Я без церемонии продолжал:

— Существует одна вещь, и с ней надо покончить немедленно, потому что это позор для Франции. (Я слышал это от многих, как только приехал в Женеву, но я и сам отлично это знал гораздо раньше.) Часть нашей прессы подкуплена Италией — всем это известно — и они ведут позорнейшую кампанию. У вас есть возможность положить конец этому сраму.

Лаваль принял вид добродушного удивления:

— Ну? В самом деле? Подкуплены Италией? А не слишком ли это преувеличено? За плечом Лаваля Леже делал мне знаки: «Валяйте, валяйте! Выкладывайте начистоту!»

Я выложил все начистоту и совершенно ясно дал понять Лавалю, что он неправ, защищая продажную прессу. Он продолжал улыбаться, но видно было, что ему не по себе. Он придрался к какой-то фразе в разговоре и, воспользовавшись этим предлогом, шутливо сказал Леже:

— О-о! Я чувствую, что могу хоть сейчас укатить в Париж. Гм... А Жюль Ромэн здесь займет мое место.

Я встретил Идена, Политиса, Мотта, который несколько раз был председателем Швейцарской федерации, Беха — люксембургского премьера — и многих других. С каждым я поговорил, с одним подольше, с другими покороче. Все они были охвачены той же воспламеняющей верой. Идеи, как мне показалось, прямо горел воодушевлением и решимостью.

Я видел, как прошел барон Алоизи, представитель Италии на ассамблее. Он пытался улыбаться, но у него был вид человека, который проиграл свое дело и избегает глядеть людям в глаза. Так как к нему лично все очень хорошо относились, то его жалели, что ему, как итальянскому делегату, приходится нести на себе бремя всеобщего осуждения.

— В глубине души он думает то же, что и все мы, — сказал мне один из его друзей, — он сегодня несколько часов подряд пытался дозвониться по телефону к Муссолини, чтобы убедить того внять голосу рассудка. Но Муссолини, повидимому, от разговоров уклоняется.

После сессии мы вместе с Ланжевеном и Пьером Котом отправились в гости к нашему общему другу, Бенешу, который в то время был председателем Лиги наций. Мы успокоили Бенеша насчет истинного настроения французского народа.

— Да, — сказал он, — а Лаваль?

Мне пришлось признаться, что всего лишь какой-нибудь час тому назад Лаваль произвел на меня не очень приятное впечатление. Но, в противовес этому, настроение на Кэ д'Орсэ было, повидимому, удовлетворительно, сколько это возможно.

— Они его приструнят, — сказал я, — да и мы тоже будем присматривать за ним.

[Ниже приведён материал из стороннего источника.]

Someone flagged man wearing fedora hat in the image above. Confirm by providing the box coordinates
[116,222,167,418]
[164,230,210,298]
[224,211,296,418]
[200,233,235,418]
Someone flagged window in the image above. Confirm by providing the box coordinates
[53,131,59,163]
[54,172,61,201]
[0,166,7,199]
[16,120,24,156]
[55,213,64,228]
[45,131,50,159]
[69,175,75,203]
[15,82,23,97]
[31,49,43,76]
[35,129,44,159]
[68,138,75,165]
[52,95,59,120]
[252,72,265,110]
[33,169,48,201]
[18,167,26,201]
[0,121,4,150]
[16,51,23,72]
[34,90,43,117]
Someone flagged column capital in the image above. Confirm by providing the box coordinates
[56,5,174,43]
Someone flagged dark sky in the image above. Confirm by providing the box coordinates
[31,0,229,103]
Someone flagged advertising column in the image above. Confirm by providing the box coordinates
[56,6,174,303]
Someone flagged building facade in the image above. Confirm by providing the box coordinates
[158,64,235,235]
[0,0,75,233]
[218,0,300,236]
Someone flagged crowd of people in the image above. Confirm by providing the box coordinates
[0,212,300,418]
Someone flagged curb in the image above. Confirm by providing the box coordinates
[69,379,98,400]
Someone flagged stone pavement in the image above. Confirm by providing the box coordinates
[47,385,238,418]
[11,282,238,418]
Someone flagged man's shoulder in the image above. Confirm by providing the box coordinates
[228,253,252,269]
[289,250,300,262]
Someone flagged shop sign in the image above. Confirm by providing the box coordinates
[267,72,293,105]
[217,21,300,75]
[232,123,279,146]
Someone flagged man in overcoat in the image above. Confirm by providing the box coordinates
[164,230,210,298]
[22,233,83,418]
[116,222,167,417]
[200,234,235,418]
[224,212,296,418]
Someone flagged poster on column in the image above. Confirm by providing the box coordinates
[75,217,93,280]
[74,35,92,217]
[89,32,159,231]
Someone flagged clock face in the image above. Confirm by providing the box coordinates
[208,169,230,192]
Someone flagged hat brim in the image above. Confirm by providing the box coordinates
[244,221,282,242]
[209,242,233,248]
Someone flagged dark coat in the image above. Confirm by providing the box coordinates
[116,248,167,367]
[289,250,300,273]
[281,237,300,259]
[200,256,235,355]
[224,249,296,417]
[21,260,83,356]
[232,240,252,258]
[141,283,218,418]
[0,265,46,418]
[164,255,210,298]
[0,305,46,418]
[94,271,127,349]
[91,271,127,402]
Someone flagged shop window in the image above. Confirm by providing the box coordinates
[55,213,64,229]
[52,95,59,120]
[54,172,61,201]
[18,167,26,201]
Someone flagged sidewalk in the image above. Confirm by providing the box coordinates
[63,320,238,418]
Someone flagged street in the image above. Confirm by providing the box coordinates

Мы говорили об историческом величии этого момента. Председатель Бенеш тоном глубокого убеждения сказал в точности следующее:

— Если мы выполним наш долг, то мир будет сохранен для всего мира по крайней мере лет на двадцать.

Затем мы стали толковать о Муссолини и о той судьбе, которая ждет его.

— Как правило, — заметил Бенеш, — он всегда в чемто просчитывался в отношении внешней политики. Тут он живет фальшивой репутацией.

Мы заговорили о Гитлере, который притаился и бездействовал. Из Берлина не было ни слуху ни духу. Националсоциалисты старались, чтобы их поменьше замечали.

— Да и они тоже вроде как попались, — говорили мы, — одно это сегодняшнее заседание, которое им не удастся скрыть от общественного мнения, произведет глубокое впечатление в Германии. Ведь если завтрашний день покажет, что политика насилия отныне невозможна, им ничего не останется, как закрыть лавочку.